“Con le minoranze del partito si discuterà
ampiamente. Vedrete che la riforma del Senato sarà modificata”. Lo afferma
Angelo Rughetti, deputato del Pd e sottosegretario per la Pubblica
amministrazione in una intervista al Foglio nella quale sostiene che “Renzi
darà ascolto a tutti. Mantenendo però un punto fermo, il monocameralismo”. E a
chi accusa il governo di spavalderia replica che si tratta di “determinazione”

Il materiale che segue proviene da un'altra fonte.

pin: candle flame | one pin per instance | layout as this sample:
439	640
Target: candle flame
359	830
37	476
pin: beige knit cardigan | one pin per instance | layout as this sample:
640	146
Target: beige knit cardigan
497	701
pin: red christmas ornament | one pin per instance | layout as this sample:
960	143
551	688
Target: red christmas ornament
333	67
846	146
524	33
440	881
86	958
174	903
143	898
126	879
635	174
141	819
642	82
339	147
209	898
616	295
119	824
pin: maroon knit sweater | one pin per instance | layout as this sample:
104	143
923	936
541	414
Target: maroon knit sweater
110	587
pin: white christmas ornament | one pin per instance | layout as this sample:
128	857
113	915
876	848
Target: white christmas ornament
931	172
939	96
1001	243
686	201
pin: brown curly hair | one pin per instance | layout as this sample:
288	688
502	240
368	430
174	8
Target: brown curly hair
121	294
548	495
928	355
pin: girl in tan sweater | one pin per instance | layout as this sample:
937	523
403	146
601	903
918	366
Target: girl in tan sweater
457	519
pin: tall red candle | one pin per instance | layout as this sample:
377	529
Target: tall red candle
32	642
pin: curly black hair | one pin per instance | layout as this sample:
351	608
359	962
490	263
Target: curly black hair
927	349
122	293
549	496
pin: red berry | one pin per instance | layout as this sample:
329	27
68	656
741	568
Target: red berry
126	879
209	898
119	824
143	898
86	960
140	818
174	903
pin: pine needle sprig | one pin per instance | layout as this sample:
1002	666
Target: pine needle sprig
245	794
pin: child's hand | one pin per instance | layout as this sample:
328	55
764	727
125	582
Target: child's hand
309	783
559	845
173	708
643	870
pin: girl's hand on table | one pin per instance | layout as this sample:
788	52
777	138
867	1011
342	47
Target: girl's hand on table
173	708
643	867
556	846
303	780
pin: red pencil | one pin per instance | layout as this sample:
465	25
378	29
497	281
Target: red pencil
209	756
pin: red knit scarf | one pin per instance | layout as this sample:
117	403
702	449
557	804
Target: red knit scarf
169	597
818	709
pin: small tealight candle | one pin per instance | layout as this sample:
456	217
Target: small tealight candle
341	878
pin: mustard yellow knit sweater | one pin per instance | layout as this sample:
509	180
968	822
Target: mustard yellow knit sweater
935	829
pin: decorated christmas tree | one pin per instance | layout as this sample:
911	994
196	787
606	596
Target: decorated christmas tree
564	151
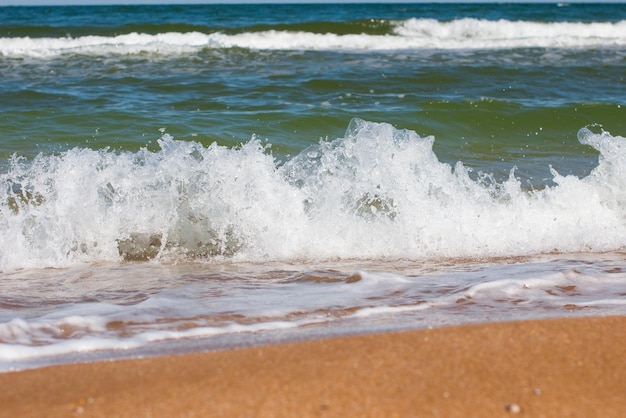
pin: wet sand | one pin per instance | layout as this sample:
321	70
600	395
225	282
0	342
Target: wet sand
546	368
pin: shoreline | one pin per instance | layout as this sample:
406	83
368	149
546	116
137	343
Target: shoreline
539	368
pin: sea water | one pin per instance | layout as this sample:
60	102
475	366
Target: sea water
185	178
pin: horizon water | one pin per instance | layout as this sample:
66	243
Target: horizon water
189	178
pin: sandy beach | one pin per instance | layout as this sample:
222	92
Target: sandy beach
545	368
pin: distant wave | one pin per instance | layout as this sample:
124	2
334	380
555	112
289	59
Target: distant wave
467	33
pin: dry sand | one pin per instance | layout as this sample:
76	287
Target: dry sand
546	368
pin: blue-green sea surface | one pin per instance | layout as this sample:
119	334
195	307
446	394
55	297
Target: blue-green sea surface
211	175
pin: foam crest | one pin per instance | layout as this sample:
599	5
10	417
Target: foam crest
467	33
378	192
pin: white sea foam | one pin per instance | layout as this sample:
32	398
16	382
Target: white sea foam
466	33
376	193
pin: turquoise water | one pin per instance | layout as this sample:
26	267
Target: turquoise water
274	168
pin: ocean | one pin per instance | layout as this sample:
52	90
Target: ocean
190	178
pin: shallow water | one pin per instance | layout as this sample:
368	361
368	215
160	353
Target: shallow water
181	178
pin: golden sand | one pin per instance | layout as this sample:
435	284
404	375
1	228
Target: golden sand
545	368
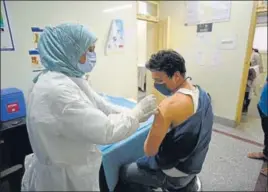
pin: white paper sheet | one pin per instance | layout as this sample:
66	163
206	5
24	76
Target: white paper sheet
228	43
207	12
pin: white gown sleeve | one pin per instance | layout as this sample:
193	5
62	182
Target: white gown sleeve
80	120
103	105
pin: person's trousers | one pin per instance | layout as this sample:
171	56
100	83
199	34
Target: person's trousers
264	124
102	180
132	179
246	102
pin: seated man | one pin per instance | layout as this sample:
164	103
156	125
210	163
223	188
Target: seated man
178	141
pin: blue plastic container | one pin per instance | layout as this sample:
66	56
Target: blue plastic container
12	104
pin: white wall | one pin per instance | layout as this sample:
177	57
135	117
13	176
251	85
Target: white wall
221	80
114	75
142	42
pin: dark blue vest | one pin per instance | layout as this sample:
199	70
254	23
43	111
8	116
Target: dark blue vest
198	128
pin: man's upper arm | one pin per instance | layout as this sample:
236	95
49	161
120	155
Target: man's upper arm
162	122
171	110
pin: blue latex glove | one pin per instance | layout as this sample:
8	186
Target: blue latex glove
147	163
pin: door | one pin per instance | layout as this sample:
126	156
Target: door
160	38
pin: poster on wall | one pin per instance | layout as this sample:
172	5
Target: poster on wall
35	60
7	43
115	42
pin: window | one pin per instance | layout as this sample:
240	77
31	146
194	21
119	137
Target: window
260	38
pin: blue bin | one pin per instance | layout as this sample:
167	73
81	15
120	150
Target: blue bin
12	104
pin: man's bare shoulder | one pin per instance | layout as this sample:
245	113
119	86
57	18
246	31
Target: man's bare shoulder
176	105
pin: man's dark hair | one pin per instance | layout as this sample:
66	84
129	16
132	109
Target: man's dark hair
168	61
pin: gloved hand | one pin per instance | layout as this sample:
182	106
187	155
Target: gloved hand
145	108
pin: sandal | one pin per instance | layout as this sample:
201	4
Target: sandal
257	155
264	171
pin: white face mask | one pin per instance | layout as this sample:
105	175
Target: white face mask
90	62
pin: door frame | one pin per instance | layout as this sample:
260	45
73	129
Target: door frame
253	23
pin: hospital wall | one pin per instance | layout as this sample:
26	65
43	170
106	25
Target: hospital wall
220	71
114	74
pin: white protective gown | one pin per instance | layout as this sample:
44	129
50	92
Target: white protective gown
65	121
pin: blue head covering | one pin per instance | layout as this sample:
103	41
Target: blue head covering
61	47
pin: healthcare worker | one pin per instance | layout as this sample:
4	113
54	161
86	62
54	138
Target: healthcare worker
66	118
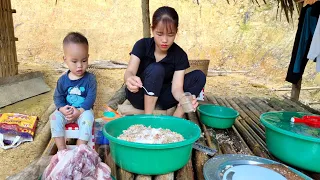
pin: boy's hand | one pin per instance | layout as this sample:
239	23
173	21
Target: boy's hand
134	84
75	114
66	110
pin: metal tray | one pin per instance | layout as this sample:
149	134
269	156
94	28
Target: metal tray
215	167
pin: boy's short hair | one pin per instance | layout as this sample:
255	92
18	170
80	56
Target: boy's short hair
75	37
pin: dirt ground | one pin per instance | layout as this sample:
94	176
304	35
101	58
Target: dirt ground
110	80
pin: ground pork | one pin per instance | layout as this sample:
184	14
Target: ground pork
142	134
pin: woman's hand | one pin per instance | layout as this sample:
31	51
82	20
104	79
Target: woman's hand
195	103
75	114
134	84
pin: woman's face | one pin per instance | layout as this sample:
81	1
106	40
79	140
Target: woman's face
164	35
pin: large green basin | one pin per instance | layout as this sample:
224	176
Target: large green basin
217	116
151	159
295	144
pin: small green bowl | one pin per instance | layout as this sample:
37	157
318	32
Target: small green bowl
217	116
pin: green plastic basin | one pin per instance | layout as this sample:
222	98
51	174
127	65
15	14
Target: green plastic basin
217	116
151	159
293	143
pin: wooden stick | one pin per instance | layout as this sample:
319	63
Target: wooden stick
186	173
169	176
124	175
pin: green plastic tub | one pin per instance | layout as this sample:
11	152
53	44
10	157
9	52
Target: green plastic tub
151	159
217	116
295	144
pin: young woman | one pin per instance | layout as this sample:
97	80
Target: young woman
159	65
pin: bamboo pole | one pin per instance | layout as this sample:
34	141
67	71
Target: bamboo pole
186	173
143	177
274	105
239	142
308	108
259	109
254	134
200	157
250	107
169	176
257	134
258	127
262	105
251	118
295	105
249	139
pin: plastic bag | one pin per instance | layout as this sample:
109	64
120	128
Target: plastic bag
16	128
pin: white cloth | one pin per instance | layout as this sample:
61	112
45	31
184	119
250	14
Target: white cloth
314	51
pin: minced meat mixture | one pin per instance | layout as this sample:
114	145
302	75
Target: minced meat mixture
142	134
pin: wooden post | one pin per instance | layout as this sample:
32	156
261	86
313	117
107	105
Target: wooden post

e aggiunge: “Nessun timore. La riforma del Senato, come quella della Pubblica
amministrazione e quella della scuola, vanno avanti perché sono aspetti del
nostro sistema che non funzionano e che abbassano la nostra competitività. Sul
Senato, è giusto che si discuta e trovo interessanti alcune cose che sento
dire anche nella minoranza del Pd” come “l’idea di trasformare il Senato in
una Camera davvero territoriale, dove siedano di diritto i presidenti delle
regioni, due assessori, e poi anche dei consiglieri regionali, anche
dell’opposizione, cui va garantito il diritto di tribuna”, “credo che se ne
possa discutere. Sono d’accordo con quello che dicono Cuperlo ed Epifani,
quando segnalano la necessità che, approvato l’Italicum, il Senato faccia da
contrappeso al potere dell’esecutivo. Dunque noi dobbiamo coinvolgere e
ascoltare la minoranza, ma la minoranza poi deve anche riconoscere le
decisioni che vengono prese negli organi democraticamente eletti. Altrimenti
non è più democrazia, e non c’è reciprocità”. E ad Eugenio Scalfari che
parlato di ‘democratura’, democrazia-dittatura, replica “Si sbaglia. Lui
rappresenta una certa idea di egemonia salottiera, la stessa di quelli che
dicevano: capotavola è dove mi siedo io”, “altro che democratura. In Italia
c’è un tentativo di cambiare le cose, ed è il tentativo di Renzi, che va
incontro a forti e fisiologiche resistenze conservatrici. L’esempio più
evidente è la sentenza della Corte costituzionale sulle pensioni. Una sentenza
sbagliata che rivela, assieme al rumoreggiare dei sindacati sulla scuola e la
pubblica amministrazione, il tentativo disperato di conservare lo stato di
cose presenti”. E conclude: “Il congresso non è lontano, è nel 2017. Adesso
non serve a niente. Il congresso lo fai quando una leadership è in crisi. Noi
abbiamo vinto tutte le elezioni, dalle comunali al le europee”.